Efficient sampling design for deep Learning based mapping land use and land cover

M-GEO
ACQUAL
Additional Remarks

Required skills: 1) Programming skills in python. 2) Willingness to learn deep learning frameworks (TensorFlow, PyTorch) 3) Willingness to learn the manipulation of geographical data in Python (GDAL, geopandas, shapely, rasterio, etc)

Topic description

Understanding the types of vegetation that composes the land cover on non-anthropic areas and the land use for anthropic areas is essential to understand ecosystems dynamics and the impacts of human activities in the environment. This understanding allows us to qualify the biodiversity being lost by deforestation processes and also to estimate the amount of biomass being lost and its impact on the carbon cycle. Brazil produces large amounts of land use and land cover data for its biomes. Among those data, we can cite TerraClass and MapBiomas collections, which mapped several years of the dynamics of land use and land cover in the country. Such large amount of data has a considerable potential for training efficient deep learning models for mapping tasks. However, training a neural network with such amount of data, besides being impractical in most computational environments, may bring uncertainties to the classification, due to the noises in the label data. Active learning, meta-learning and other methods can be very useful to select the less uncertain samples, reducing the number of samples needed for classification, while keeping or even improving the classification accuracies. In this sense, this MSc topic focus on developing efficient automated sampling design methods for deep learning models to map land use and land cover with the least possible computational cost. For this topic, the student must have good programing skills.

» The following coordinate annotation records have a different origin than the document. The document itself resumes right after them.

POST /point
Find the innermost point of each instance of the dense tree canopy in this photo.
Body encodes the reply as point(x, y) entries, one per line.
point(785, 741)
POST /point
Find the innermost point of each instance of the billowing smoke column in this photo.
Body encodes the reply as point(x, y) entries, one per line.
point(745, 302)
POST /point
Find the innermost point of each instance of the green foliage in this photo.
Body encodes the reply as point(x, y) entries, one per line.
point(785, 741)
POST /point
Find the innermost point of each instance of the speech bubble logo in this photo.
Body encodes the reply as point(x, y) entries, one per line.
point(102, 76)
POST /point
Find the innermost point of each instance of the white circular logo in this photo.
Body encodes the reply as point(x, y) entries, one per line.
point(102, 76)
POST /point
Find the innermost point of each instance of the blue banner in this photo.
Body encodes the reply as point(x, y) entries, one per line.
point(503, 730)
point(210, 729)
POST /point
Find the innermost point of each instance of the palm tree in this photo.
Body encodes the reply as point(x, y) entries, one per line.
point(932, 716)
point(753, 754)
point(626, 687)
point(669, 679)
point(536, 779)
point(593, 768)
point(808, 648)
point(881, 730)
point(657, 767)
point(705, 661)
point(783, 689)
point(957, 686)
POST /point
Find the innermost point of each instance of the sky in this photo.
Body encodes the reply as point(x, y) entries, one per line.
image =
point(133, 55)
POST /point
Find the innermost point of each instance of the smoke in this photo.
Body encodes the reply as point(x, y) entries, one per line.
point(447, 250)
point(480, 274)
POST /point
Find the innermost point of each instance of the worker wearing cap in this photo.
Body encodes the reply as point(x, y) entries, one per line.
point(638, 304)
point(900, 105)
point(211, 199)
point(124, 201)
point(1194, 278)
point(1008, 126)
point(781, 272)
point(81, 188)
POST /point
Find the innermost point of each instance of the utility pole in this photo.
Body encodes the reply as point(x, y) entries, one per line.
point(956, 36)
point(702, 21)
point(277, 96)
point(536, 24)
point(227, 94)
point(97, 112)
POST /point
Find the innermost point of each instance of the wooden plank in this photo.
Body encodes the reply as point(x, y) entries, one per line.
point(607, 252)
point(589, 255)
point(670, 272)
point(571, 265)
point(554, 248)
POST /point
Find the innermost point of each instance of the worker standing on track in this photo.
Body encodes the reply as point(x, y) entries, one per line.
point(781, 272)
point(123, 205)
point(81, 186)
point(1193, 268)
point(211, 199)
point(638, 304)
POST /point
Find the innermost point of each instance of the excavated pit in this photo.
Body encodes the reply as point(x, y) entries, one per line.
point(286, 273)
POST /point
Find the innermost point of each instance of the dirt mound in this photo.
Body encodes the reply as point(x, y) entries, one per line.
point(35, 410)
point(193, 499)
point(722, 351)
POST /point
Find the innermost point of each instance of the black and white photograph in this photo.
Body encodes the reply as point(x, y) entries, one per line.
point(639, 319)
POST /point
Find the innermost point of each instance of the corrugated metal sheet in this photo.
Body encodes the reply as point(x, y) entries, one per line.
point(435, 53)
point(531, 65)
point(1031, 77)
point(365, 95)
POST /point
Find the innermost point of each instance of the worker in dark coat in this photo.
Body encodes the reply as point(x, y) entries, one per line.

Topic objectives and methodology

The student will initially revise the state of the art of semantic segmentation models, active learning, meta learning, and sampling design, aiming to find the most efficient and accurate models. The next step will be the comparison between those methods, and their optimization, by reducing the number of components, aiming in this way to achieve a better balance between the size of the sample set, the computational cost and accuracy.